While he “struggled” in the majors in 2022 with a 6.43 ERA, he actually posted a 0.40 FIP and 1.90 xERA thanks to a whopping 46.7% K rate with 14 strikeouts and three walks. That came in just seven innings, but he achieved quality results in the minors as well, with a 2.87 ERA and 69 strikeouts with a solid 21 walks in 53.1 innings.
But more than the stats, it was how he achieved this turnaround that was likely more interesting to the Dodgers. In the past, Miller was a fastball, cutter, and curve pitcher that mixed in an occasional change, and even recently as 2021 was still working with three pitches and 60+% fastballs. However, in his successful showcase stint with the Giants, he cut his arsenal down to just a fastball and slider, actually throwing the latter (55%) more than the former (45%). With his fastball back in the mid-90s (topping out at 97ish) and a slider being thrown a few ticks harder than ever, he’s also getting more swings and misses than ever.
Small sample, but the stuff grade normalizes quickly and puts him in the upper echelon of sliders with a very good fastball to boot.
Furthermore, the slider has generated 45 minutes of seam-shifted wake, the more of which has proven to improve results against hitters. As a bonus, the spin almost mirrors that of his fastball, which should make it harder to pick up.
Quite frankly, when looking at some of the outings he had last year, it’s curious he didn’t get a longer run in San Francisco.

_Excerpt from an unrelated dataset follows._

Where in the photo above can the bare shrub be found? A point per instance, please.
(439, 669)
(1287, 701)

Granted, it’s hard to ever be too sure with a player who hasn’t produced end product for as long as him, especially with his injury history, but you don’t have to look very hard to see at least a quality middle reliever already, much less whatever the Dodgers get out of him with further refinement. Miller now seems healthy and his two-pitch arsenal look absolutely legit, so in a market where relievers are getting silly money and years, he seems like a solid bet to help bolster the pen in 2023.